Computerspiel DayZ: Die wahren Zombies sind die Spieler

In DayZ gilt es, nach der Zombie-Apokalypse lange durchzuhalten. Schwierig machen das Mitspieler, die nicht nur schießen – sondern auch foltern.

Foltern gehört zum Alltag bei DayZ. Screenshot: http://www.youtube.com/channel/UC1ieoHqKW-yYgDhLHIcx28w

Zwischen drei Männern mit Gasmasken, Macheten und Tarnklamotten kniet ein Gefangener am Boden. Er war auf der Suche nach Trinkwasser in dieses verlassene Dorf gekommen und wurde von den anderen überwältigt, die zwischen den verfallenen Backsteinhäusern in einem verwilderten Garten auf der Lauer lagen.

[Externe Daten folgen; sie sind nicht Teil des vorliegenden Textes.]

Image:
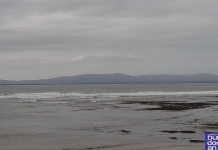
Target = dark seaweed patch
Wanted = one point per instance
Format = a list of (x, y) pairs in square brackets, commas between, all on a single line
[(173, 131), (197, 141), (172, 105)]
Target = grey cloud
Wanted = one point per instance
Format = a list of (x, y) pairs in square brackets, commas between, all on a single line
[(108, 31)]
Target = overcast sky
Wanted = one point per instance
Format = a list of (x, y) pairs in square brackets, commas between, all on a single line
[(50, 38)]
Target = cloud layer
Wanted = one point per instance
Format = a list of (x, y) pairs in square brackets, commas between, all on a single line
[(101, 36)]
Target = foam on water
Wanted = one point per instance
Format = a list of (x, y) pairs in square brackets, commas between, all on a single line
[(49, 95)]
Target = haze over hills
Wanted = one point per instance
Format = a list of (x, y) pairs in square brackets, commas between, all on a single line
[(118, 78)]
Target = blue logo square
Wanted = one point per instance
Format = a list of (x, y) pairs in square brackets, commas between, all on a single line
[(211, 141)]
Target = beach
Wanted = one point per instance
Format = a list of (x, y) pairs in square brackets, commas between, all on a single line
[(114, 120)]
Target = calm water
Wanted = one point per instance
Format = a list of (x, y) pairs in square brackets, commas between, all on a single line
[(108, 88), (102, 92)]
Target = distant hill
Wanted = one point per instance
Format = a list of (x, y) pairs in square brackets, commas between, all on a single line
[(118, 78)]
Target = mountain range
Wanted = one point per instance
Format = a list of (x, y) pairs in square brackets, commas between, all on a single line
[(118, 78)]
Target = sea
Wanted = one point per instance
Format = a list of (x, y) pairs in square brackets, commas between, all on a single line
[(104, 91)]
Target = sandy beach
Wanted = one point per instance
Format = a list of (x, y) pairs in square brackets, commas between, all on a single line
[(127, 123)]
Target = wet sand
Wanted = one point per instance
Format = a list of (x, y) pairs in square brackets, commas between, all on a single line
[(128, 123)]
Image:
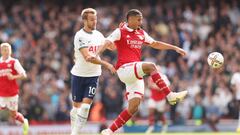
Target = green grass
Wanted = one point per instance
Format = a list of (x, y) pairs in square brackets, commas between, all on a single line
[(222, 133), (191, 133)]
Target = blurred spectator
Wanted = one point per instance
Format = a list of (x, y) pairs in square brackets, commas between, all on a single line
[(42, 34)]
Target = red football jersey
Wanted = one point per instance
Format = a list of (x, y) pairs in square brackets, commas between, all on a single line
[(8, 87), (129, 44)]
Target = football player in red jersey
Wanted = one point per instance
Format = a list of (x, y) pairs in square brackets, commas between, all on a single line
[(10, 71), (129, 39)]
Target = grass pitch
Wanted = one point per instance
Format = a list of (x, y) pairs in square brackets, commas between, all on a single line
[(188, 133)]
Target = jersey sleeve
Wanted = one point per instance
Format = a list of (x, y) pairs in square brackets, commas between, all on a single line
[(148, 39), (115, 36), (79, 41), (18, 67)]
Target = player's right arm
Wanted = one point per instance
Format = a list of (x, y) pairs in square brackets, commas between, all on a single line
[(21, 72), (109, 42), (81, 44), (90, 58)]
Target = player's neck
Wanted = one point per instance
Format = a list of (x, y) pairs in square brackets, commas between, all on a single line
[(87, 30), (5, 57), (132, 27)]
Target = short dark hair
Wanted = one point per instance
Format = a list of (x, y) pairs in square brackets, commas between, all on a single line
[(133, 12), (86, 11)]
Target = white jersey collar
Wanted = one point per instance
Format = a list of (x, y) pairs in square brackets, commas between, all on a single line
[(7, 60)]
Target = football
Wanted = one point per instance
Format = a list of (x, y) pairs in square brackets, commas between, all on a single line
[(215, 60)]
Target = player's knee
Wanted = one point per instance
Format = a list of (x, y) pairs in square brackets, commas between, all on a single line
[(149, 68)]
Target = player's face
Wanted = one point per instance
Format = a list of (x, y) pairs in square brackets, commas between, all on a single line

Sie haben ihm Handschellen angelegt und die Beine gebrochen. Für ihn ist das Spiel gleich vorbei. „Who's your daddy?“, fragt ein Geiselnehmer und kichert ins Mikro, als hätte er versehentlich einen guten Witz gemacht. Er klingt schwer nach Stimmbruch, hat einen deutschen Akzent und spielt sein Folterprogramm routiniert ab. Das heißt: Klamotten ausziehen und gehorchen. „Schrei lauter, sonst knall ich dich ab", befielt er. Zehn Minuten später stirbt die Geisel dann auch ohne Kugel, weil ihr jemand eine Flasche Desinfektionsmittel in den Hals gegossen hat.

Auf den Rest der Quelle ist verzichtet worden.